Nearly every summer we returned to Wisconsin to visit family, and often we would return to the 'North Woods' at Hunters Lake, Vilas County, west of Conover where we would have family reunions and enjoyed fishing and boating. One of those vacations included the Boundary Waters canoe trip where I took the headline photo.
I always idolized Dad. He got a PhD so I determined to get one too. He designed his dream home, so I did too. I went the extra step and also built the house myself. I wanted a stone house, but it was taking forever. I had started it in 1976. In the summer of 1980, Dad joined me in the Colorado foothills and worked with me for a month to finish it.
This was another of the wonderful times of father-son bonding, memories more precious than rubies.
When I moved back east from Colorado our family reunions took place at the beach in North Carolina. Eventually we chose Topsail Island. Dad and Mom rented a cottage there every May and invited family to join them for two weeks. I fell so much in love with Topsail Island that I bought my own condo there. Dad's influence once again.
It seems that as the years went on and Dad aged I only idolized him more. We enjoyed many deep philosophical conversations starting when I was a brash and rebellious teenager. Back then I knew I was right. Dad had no clue. By the time of our last conversations I had fully come to appreciate and savor his wisdom.
Dad was always a man of God. He was active in the Avondale Presbyterian Church for nearly sixty years and served there as an Elder. He carried his faith quietly and humbly, evangelizing by example rather than words. There's a story from his last weeks that exemplifies this. While in the hospital he had need of a nurse so he rang the nurses' station using the bedside call button. When no nurse responded he pushed the button again, and several more times, still with no response. Finally a nurse stormed into the room and proceeded to 'chew him out' for what seemed half an hour. After a time Dad reached out and took her hand and began a prayer. He asked God to forgive him for his impatience. He thanked the Lord for the care that she was giving him. And he asked God to bless her for her service.

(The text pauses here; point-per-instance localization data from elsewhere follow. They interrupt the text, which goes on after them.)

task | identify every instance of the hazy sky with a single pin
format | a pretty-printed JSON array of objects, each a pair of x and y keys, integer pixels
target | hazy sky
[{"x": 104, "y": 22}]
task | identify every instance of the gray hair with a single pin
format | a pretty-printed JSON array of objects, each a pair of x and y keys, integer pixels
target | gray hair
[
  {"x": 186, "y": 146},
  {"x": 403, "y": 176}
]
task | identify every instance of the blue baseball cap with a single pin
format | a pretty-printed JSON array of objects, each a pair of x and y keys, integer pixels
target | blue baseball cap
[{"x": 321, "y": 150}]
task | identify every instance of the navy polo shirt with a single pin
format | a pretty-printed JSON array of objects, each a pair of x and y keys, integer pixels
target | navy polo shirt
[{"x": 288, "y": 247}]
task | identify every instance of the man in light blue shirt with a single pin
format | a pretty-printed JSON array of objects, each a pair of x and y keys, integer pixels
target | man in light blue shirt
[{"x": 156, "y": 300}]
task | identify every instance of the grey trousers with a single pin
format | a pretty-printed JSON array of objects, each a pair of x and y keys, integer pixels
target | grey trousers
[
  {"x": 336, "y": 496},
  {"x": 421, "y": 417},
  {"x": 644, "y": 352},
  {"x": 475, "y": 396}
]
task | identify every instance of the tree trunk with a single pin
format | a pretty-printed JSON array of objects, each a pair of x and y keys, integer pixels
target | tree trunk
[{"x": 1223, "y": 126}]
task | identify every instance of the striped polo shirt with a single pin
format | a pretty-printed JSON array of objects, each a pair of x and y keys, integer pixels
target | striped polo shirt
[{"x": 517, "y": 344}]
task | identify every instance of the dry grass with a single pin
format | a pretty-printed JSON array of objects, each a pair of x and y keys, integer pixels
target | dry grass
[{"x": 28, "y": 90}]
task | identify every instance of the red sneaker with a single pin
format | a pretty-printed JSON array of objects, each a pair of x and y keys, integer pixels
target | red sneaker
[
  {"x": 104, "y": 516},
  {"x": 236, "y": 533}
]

In that moment the nurse's attitude turned 180 degrees. All the anger and tension in the room disappeared, replaced by love.
From that moment on until the end, Dad would take the hand of every new caregiver who came to his bedside, and he offered a similar prayer. I was there for many of those prayers and thought them remarkable. They were so selfless and sincere. Yet I had not known the full story until after he told it to a visiting retired pastor and neighbor.
Right up to the end Dad was more concerned for those around him than for himself. Every day he would ask how Mom was doing. Whenever I came to give him medications he would take my hand and thank me.
Dad was one of a kind. Irreplaceable. And yet there is no need of replacing him. His legacy lives on in the hearts of all who knew him.